Discussion:
Problem with Ethernet drivers
(too old to reply)
averyanovin@yahoo.com [nuttx]
2015-09-09 13:31:54 UTC
Permalink
I get assertion in Ethernet drivers if CONFIG_NET_NOINTS not select.
Assertion take on lpc43_ethernet.c line: 1255
and its take when i call sendto for udp socket, and it's take if i ping board before sending udp packet.


If i not ping board it's get Assertion when code sending/reciving arp.
And it's happens on lpc43_ethernet.c line: 1520


If CONFIG_NET_NOINTS defined. All works perfectly.


Some one can test on stm32?



P.S. If i build with optimization it's assertion is not immediately. If optimization disable i
spudarnia@yahoo.com [nuttx]
2015-09-09 13:38:20 UTC
Permalink
You should always have CONFIG_NET_NOINTS defined if your driver supports the option. The original, old uIP style drivers worked at the interrupt level. But those are deprecated. Someday, when all drivers are converted, I will remove CONFIG_NET_NOINTS and that will be required for all network drivers.


See
https://bitbucket.org/patacongo/nuttx/src/master/TODO#TODO-913


Greg
averyanovin@yahoo.com [nuttx]
2015-09-15 17:46:05 UTC
Permalink
It seems that the problem persists even with enabled CONFIG_NET_NOINTS.
But there is much less common.
Can somebody check the work the network at high load(many data sending)?
More interested in stm32 or LPC43.

If CONFIG_NET_NOINTS sending can hang or assertions happen in semaphore code. It seems like memory corruption
spudarnia@yahoo.com [nuttx]
2015-09-15 21:53:26 UTC
Permalink
Are other people seeing problems like this? Or is this just with the configuration of this person?


I assume that latter..


I suspect that you need to check your stack sizes and/or lower the optimization level used by your toolchain.


Greg
averyanovin@yahoo.com [nuttx]
2015-09-15 22:23:12 UTC
Permalink
Tomorrow I will do a few more tests. While I can say that the problem is not in the stack. His precise enough. If optimization is turned off, then things get worse.
But I do more tests with different levels of optimization.

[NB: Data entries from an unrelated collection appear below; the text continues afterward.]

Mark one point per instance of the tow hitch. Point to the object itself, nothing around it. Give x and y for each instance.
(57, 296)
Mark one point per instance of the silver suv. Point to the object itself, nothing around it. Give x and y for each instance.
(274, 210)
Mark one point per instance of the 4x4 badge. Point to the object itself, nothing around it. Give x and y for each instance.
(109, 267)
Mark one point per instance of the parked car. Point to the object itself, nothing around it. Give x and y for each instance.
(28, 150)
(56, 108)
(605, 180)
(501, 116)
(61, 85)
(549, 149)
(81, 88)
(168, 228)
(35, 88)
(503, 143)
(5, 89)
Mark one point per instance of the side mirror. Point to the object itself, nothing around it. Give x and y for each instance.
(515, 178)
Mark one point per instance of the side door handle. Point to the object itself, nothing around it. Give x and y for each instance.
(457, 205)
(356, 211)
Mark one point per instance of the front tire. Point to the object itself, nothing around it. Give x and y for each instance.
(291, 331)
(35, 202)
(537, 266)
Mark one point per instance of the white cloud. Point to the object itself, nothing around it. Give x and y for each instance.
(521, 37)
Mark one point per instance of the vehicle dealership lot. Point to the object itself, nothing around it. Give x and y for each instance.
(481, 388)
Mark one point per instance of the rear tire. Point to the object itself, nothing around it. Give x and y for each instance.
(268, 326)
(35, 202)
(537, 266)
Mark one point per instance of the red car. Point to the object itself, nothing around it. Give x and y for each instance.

Tomorrow will put configuration.
averyanovin@yahoo.com [nuttx]
2015-09-16 08:35:53 UTC
Permalink
New details.
if disable CONFIG_ARMV7M_USEBASEPRI seems all work fine(40 min work without hang and assertion)
If disable optimization(set Suppress Optimization) and enable (CONFIG_ARMV7M_USEBASEPRI) I get assertion in many different sections of code.
up_assert: Assertion failed at file:armv7-m/up_hardfault.c line: 183 task: hpwork
up_assert: Assertion failed at file:sched/sched_removeblocked.c line: 97 task: init
up_assert: Assertion failed at file:mm_heap/mm_free.c line: 137 task: hpwork
up_assert: Assertion failed at file:armv7-m/up_unblocktask.c line: 78 task: init
And with this setup I get assertion almost immediately.
averyanovin@yahoo.com [nuttx]
2015-09-16 12:42:05 UTC
Permalink
New details.
(lpc43/stm32)_dopoll may be called again until the previous copy is not completed.
spudarnia@yahoo.com [nuttx]
2015-09-16 13:21:48 UTC
Permalink
That suggests that you might be trying to prioritize interrupts. You don't want to do that! That will causes crashes unless you are configured in a certain way. You must always have:

# CONFIG_ARCH_IRQPRIO is not set

In you .config file or random crashes will occur. This is a normal consequence of the misuse of that setting. See https://groups.yahoo.com/neo/groups/nuttx/conversations/topics/5647

Greg
averyanovin@yahoo.com [nuttx]
2015-09-16 13:46:27 UTC
Permalink
ARCH_IRQPRIO [=n]
Ilya Averyanov averyanovin@yahoo.com [nuttx]
2015-09-16 14:13:04 UTC
Permalink
My config.
Post by ***@yahoo.com [nuttx]
ARCH_IRQPRIO [=n]
averyanovin@yahoo.com [nuttx]
2015-09-18 11:35:33 UTC
Permalink
It seems that the problem occurs in a situation when we send the package, we also get the package. It seems that the problem around with work_queue. If disable the processing of receiving messages all works
spudarnia@yahoo.com [nuttx]
2015-09-18 13:35:10 UTC
Permalink
Sounds like you have a problem with the Ethernet DMA configuration. Interrupt processing must be disabled when work is scheduled on the work queue. So there will be no receive processing by the CPU, but the receive DMA will continue even with interrupt disabled. Memory corruption due to a bad DMA would be a good guess.


Greg
averyanovin@yahoo.com [nuttx]
2015-09-18 15:22:39 UTC
Permalink
I'm a little are mixed messages enabled CONFIG_NET_NOINTS and disabled.
No more correct.

( ) CONFIG_NET_NOINTS - was disable. No work queue.
I describe the bad scenario.
We call sendto
after some calls we call netdev_txnotify_dev() and as result we call lpc43_dopoll in this function we call
devif_poll now call udp_poll -> udp_callback -> devif_conn_event -> net_lock -> _net_takesem and we go to rescheduling. Some another thread exec. And we get interrupt by ethernet. go to lpc43_dopoll and get asset because we call dopoll twice.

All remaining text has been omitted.